Thirty years ago there were two classic forms of carbon (diamond and graphite). Since then, three new carbon allotropes (buckyballs, carbon nanotubes and graphene), all involving only sp² carbons, have been discovered. While there is much excitement about graphene, another interesting carbon-based material, graphyne, has been suggested.  

Graphyne is a two dimensional network of sp and sp² carbon centers.  While this material is not known in  nature, it has been the subject of theoretical calculations which suggest exciting properties for graphynes beyond those of graphene.  While macroscopic samples of graphyne are not currently available, molecular units of graphyne, called carbo-benzenes, have been synthesized by our collaborators in Toulouse.

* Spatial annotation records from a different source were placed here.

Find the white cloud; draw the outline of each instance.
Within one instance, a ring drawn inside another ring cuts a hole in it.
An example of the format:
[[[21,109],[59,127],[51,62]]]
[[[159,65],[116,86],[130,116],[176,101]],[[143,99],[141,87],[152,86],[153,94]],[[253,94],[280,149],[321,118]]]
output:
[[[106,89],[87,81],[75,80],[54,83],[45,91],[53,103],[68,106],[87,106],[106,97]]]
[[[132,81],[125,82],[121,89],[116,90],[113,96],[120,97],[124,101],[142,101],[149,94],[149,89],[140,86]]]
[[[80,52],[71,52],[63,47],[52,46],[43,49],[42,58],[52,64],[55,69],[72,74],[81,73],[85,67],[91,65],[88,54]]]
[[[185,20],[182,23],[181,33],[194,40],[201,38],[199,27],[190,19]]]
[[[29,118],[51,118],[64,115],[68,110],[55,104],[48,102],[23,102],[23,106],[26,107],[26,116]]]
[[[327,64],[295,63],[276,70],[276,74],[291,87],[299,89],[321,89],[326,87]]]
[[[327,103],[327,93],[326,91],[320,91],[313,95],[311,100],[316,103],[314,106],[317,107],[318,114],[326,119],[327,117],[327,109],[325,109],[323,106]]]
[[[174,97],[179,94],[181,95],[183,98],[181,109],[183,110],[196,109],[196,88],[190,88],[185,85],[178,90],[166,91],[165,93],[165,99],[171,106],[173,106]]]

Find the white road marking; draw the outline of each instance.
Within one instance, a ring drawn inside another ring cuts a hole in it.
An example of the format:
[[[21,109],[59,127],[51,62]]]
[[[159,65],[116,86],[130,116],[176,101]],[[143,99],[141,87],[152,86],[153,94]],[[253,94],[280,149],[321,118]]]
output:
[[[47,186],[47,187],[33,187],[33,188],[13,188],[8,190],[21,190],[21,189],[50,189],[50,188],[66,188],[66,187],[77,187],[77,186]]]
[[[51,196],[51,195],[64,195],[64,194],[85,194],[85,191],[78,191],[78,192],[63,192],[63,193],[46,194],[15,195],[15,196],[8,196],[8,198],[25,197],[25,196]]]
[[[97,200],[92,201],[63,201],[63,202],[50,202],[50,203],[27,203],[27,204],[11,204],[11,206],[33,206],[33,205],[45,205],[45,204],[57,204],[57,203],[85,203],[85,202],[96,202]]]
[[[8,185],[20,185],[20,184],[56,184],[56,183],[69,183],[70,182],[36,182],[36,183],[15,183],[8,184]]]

We report the single molecule electrical measurements on molecular carbo-benzenes, connected to gold electrodes via amine anchoring groups, determined using scanning tunneling microscope break junction (STM-BJ) methods.  Our results show that these highly conjugated macro-aromatics with NH₂ metal-anchoring functions are superior in conductivity (~100 nS) compared with molecules of similar length (1.94 nm).  These experimental results are rationalized by high level calculations performed by our colleagues at Northwestern. Cutting one side of the macro-aromatic circuit results in a two orders of magnitude smaller junction conductance.  Furthermore, single carbo-benzene-mediated junctions exhibit field-effect transistor behavior when an electrochemical gate potential is applied, opening the way for device applications.